GSA Annual Meeting in Seattle, Washington, USA - 2017

Paper No. 71-16
Presentation Time: 9:00 AM-5:30 PM

SPATIOTEMPORAL ANALYSIS OF LODE MINING ACTIVITY AROUND THE MCDERMITT CALDERA, NORTHERN NEVADA, USA


COYAN, Joshua A., Department of the Interior, US Geological Survey, Spokane, WA 99201, ZIENTEK, Michael L., U.S. Geological Survey, 904 W Riverside Ave, Room 202, Spokane, WA 99201 and MIHALASKY, Mark J., Western Mineral and Environmental Resources Science Center, U.S. Geological Survey, 904 West Riverside Avenue, Spokane, WA 99201, jcoyan@usgs.gov

In the U.S., resource managers and agencies involved with planning for future federal-land needs are required to complete an assessment of, and forecast for, future land use every ten years.

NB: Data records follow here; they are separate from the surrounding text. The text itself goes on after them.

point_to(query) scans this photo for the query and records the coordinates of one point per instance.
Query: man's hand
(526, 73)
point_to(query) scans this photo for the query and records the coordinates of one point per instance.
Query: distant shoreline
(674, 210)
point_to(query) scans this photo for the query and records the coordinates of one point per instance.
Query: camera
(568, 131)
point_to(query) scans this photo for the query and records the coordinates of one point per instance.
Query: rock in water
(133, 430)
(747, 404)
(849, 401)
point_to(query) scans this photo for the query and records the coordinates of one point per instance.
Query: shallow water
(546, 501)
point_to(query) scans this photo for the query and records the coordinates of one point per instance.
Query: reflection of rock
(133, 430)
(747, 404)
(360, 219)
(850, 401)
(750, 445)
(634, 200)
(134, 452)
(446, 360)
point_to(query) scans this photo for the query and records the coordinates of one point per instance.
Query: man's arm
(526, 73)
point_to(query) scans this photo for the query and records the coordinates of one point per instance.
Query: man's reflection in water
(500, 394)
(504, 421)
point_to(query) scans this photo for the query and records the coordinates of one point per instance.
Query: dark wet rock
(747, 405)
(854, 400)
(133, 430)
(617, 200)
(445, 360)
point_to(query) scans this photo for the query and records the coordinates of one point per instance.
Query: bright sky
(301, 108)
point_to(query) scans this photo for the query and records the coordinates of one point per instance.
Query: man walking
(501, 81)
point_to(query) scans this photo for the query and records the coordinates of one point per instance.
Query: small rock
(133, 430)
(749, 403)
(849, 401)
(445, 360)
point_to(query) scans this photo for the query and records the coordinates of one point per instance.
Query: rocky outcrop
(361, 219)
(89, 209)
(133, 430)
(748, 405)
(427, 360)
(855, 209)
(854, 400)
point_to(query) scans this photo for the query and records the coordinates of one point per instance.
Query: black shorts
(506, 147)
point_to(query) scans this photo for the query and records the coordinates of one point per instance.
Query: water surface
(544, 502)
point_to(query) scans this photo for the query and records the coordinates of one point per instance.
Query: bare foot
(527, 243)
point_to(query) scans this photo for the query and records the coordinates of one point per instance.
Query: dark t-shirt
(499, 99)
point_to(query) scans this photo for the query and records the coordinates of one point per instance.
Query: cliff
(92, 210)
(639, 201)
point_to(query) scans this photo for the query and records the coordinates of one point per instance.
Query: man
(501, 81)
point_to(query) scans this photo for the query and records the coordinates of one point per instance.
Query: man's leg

Predicting mining activities on federal lands is difficult as current regulations do not require disclosure of exploration results. In these cases, historic mining claims may serve as a proxy for determining where future mining-related activities may occur. The utility of Space Time Cube and related analyses is investigated to evaluate and characterize mining claim activities from 1976 to 2010 and 2016 around the McDermitt Caldera. Additional analyses of the Space Time Cube (i.e., Trend, Emerging Hot Spot (EHSA), Hot Spot (HSA), and Cluster and Outlier Analyses (COA)) provide extra insights into the data and may aid in predicting future mining-claim activities. To test how well the EHSA, HSA, COA, and Trend tools detect change patterns in the data, the analyses were conducted at various levels of granularity (full dataset, halved dataset, and trisected dataset).

The most significant advantage of using a Space Time Cube is the ability to visualize and understand the data in terms of spatiotemporal patterns. In general, Trend, EHSA, and HSA adequately detected the major trends in the data. The results of the trend analyses revealed that the full dataset captured big-picture trends and the halved datasets revealed more detail. Trisecting the data and using the trend analyses proved useful for approximating and thereby predicting future mining activities. Unlike the trend analysis, the EHSA was most useful when the data were trisected. HSA was useful in capturing historic trends, but a poor predictor of future mining claim activity. COA provided little information about past or future trends in the mining claim data.